Of the many resources that could potentially lead to inter-state conflict in the future, oil & gas ranks highest on the list of importance. The reason is simple: supplies are scarce and energy resources are fundamental for essentially every economic activity that drives GDP growth.
FORECAST
A list of global sites deemed sensitive to US national security interests, recently
leaked by Wikileaks, acts as a window into a world where global free trade has
been disrupted and access to primary resources is paramount.
There
is a reason why, in the midst of public spending crackdowns all over the globe,
governments are refusing to cut back on building naval power; with many such
budgets actually seeing an increase. It is because states the world over
all require the same primary inputs for their economic well-being, and the
international system that guarantees access to these inputs- global free trade-
is increasingly not being taken for granted in the coming decades. Thus, naval power has
taken on added significance as a way for countries to protect overseas shipping
routes and access to primary resources.
Of the
many resources that could potentially lead to inter-state conflict in the
future, oil & gas ranks highest on the list of importance. The reason is
simple: supplies are scarce and energy resources are fundamental for essentially
every economic activity that drives GDP growth. Given the importance of energy
resources, the geopolitical factors that surround them have also become well
known: everything from ‘Operation Iraqi Freedom’ opening up Iraq’s reserves to
Western investment to the strategic importance of the Straits of Malacca for the People’s Republic of China.

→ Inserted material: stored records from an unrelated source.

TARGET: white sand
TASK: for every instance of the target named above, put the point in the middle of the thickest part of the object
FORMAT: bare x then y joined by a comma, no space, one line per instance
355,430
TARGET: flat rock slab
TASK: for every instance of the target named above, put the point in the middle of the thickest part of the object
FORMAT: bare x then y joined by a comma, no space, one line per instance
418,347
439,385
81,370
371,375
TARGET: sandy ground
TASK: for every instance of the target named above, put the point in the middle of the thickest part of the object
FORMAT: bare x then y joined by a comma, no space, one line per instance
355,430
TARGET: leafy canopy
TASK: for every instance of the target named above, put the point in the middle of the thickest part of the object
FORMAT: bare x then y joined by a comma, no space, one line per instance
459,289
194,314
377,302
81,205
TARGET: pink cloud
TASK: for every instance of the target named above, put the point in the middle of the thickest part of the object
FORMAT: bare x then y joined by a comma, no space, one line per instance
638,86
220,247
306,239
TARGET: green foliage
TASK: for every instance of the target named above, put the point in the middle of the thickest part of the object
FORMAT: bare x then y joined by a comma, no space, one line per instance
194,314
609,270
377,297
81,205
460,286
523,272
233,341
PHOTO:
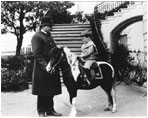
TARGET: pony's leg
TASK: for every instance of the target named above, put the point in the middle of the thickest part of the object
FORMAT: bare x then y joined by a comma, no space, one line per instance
73,111
109,105
113,94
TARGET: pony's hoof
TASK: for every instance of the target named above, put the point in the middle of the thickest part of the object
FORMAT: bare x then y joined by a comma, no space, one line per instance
114,110
107,109
72,115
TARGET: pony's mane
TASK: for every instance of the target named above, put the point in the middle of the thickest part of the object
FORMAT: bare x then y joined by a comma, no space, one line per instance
71,57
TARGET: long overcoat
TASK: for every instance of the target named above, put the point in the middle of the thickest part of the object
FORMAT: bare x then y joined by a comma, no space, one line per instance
44,83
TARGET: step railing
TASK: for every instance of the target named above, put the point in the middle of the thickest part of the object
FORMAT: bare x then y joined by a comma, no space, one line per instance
100,12
108,6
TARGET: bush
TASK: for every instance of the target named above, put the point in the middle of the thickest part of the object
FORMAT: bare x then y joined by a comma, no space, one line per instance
16,72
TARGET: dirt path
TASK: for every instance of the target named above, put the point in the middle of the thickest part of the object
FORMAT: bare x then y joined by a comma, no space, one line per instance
90,103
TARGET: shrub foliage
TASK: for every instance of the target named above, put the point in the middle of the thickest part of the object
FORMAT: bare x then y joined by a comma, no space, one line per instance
16,72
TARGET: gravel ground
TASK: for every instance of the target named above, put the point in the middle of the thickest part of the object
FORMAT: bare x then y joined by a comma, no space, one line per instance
90,103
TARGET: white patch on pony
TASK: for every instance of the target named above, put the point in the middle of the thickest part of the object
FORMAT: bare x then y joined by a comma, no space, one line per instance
72,60
103,62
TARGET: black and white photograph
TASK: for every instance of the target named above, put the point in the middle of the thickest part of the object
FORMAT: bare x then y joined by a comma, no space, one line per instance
74,58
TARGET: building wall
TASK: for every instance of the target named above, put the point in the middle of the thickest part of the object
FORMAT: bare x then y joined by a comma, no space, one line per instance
145,26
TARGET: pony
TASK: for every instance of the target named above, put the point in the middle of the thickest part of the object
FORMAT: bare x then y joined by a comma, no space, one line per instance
70,68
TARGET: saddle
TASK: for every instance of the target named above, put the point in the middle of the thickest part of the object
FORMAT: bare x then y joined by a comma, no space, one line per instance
91,74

That several important energy pipelines and the Straits of Malacca themselves
appeared on the leaked list of strategic sites should come as no surprise, for
the drive to secure long-term access to energy resources has dominated
strategic planning for quite a while now.
What’s
more interesting about the list are some of the other resources it
identifies: a massive cobalt mine in Congo, a manganese mine in Gabon, a bauxite mine in Guinea, chromite mines in South Africa, and rare earth
minerals mines in China to name just a few. These resources, as we witnessed
just recently in the case of rare earth minerals, are critical inputs to a
plethora of commercial and military enterprises. Some of the supply chains for
these inputs have been narrowed and focused to the point where there is one primary
producer in the world; a situation that could easily lead to armed conflict if
certain states felt their supply chain was threatened. Over the next few
decades such a situation will become more and more possible.

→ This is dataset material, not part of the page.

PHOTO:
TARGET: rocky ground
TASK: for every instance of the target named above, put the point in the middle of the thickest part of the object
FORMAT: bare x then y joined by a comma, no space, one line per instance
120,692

The transition between American hegemony and multipolarity in the international
system is sure to bring with it a great deal of uncertainty and instability. In
the midst of this instability, armed conflict could break out over access to
resources- whether important primary resources like oil, gas, water, and arable
land, or critical economic inputs like rare earth minerals and bauxite.
The
simple reality is that supplies are dwindling, demand is increasing, and the
channels for inter-state conflict resolution are in flux.